The single-concurrent lock system allows ukwa-pywb to 'lock' access to an individual url, such that only a single session can access the resource, in accordance with UK Legal Deposit restrictions. The restriction applies to 'top-level' pages only, and can be cleared manually. An admin interface is available to view all locked resources and sessions and to clear them as needed.
The system is implemented using a Redis server (or Redis mock-up) for cacheing, which provides key expiry support. The use of Redis ensures that session information is persisted across application restarts.
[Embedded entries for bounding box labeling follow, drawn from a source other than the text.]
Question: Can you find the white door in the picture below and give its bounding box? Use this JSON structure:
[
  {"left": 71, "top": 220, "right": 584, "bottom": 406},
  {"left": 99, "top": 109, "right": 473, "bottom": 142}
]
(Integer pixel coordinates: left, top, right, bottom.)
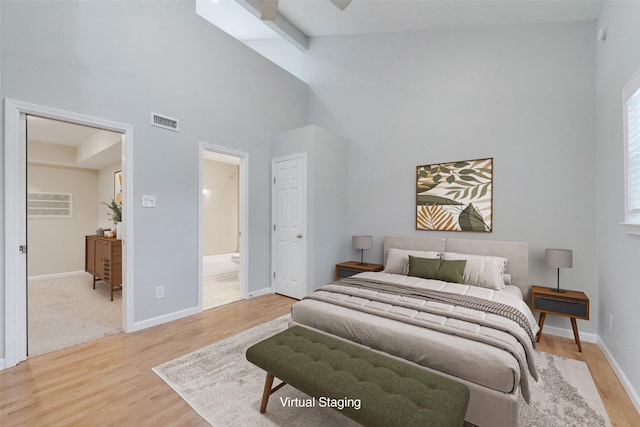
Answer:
[{"left": 271, "top": 153, "right": 307, "bottom": 299}]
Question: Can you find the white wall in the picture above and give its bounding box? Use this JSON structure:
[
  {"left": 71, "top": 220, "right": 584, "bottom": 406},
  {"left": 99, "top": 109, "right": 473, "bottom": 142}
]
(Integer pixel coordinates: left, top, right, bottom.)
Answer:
[
  {"left": 595, "top": 1, "right": 640, "bottom": 410},
  {"left": 27, "top": 163, "right": 98, "bottom": 277},
  {"left": 0, "top": 1, "right": 306, "bottom": 354},
  {"left": 307, "top": 23, "right": 598, "bottom": 338}
]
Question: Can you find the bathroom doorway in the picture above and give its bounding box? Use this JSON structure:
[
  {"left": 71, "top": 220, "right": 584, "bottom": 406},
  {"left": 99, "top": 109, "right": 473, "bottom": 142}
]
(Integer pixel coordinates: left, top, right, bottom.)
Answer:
[{"left": 200, "top": 147, "right": 245, "bottom": 310}]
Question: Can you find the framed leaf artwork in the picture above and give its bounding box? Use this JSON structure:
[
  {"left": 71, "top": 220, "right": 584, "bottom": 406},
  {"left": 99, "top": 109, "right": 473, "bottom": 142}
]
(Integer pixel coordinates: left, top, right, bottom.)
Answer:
[{"left": 416, "top": 158, "right": 493, "bottom": 233}]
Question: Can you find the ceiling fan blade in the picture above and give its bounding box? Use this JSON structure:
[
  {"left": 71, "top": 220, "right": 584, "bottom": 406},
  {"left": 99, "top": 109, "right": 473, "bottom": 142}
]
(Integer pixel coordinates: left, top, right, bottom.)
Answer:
[
  {"left": 260, "top": 0, "right": 278, "bottom": 21},
  {"left": 331, "top": 0, "right": 351, "bottom": 10}
]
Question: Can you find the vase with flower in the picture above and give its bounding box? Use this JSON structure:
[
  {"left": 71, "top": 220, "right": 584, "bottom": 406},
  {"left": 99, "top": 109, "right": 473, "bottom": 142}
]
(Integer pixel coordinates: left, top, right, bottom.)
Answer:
[{"left": 103, "top": 199, "right": 122, "bottom": 240}]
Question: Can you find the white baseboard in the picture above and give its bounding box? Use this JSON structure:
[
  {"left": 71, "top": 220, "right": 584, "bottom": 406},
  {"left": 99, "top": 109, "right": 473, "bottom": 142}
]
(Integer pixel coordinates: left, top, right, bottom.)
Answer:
[
  {"left": 598, "top": 339, "right": 640, "bottom": 412},
  {"left": 27, "top": 271, "right": 89, "bottom": 280},
  {"left": 127, "top": 307, "right": 200, "bottom": 332},
  {"left": 249, "top": 287, "right": 273, "bottom": 298},
  {"left": 542, "top": 325, "right": 598, "bottom": 344}
]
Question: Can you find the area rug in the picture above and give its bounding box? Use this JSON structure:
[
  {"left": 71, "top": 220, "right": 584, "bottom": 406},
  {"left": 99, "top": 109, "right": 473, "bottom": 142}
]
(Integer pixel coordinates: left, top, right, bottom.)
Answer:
[
  {"left": 153, "top": 315, "right": 611, "bottom": 427},
  {"left": 27, "top": 274, "right": 122, "bottom": 357}
]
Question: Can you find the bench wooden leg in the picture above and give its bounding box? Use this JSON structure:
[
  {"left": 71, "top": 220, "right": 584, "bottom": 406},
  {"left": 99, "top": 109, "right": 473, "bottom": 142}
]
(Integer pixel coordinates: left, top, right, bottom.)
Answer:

To enable the single-concurrent lock, set the single-use-lock: true
in the desired collections.
collection:
ukwa:
...
single-use-lock: true
The locks are per-url per-collection. (Embedded resources and AJAX requests are also excluded from the lock).
The REDIS_URL should be set to a url representing the redis server. A default setting for a local server on database 0 might be:
redis://localhost/0
.
If REDIS_URL is not set, an internal redis mock (using Python fakeredis
) will be created and a warning printed on startup.
It's possible to use the fakeredis mock, but the session data will not be persisted across restarts.
Configuring the Redis container with Docker Compose can be done as follows. Any recent version of Redis should work.
pywb:
...
depends_on:
- redis
environment:
- REDIS_URL=redis://redis:6379/0
redis:
image: redis:3.2.4
Redis automatically handles the expiration of session keys, clearing the locks. The expiry time is rounded up to the end of the next day by default.
For testing, it is possible to set a shorter expiry time by setting TEST_SESSION_LOCK_INTERVAL
environment variable.
For example, it is set to TEST_SESSION_LOCK_INTERVAL=30
to allow for testing expiry after 30 seconds.
This environment variable should not be set for production.
The locks can be expired more quickly via a client-side ping mechanism.
A client-side ping to /_locks/ping
is made to reset the expiry for the current page, based on the referrer.
If the LOCK_PING_EXTEND_TIME
env var is set, and the current session owns the referring page, the expiry is set
to LOCK_PING_EXTEND_TIME
seconds into the future.
The client-side ping is performed every LOCK_PING_INTERVAL
seconds (defaulting to 10)
The SELECT_WORD_LIMIT
env variable can be set to limit selection to a specified number of words
to restrict clipboard copying.
On modern browsers that support the Clipboard APIs, the restriction is made at the time of copying the text.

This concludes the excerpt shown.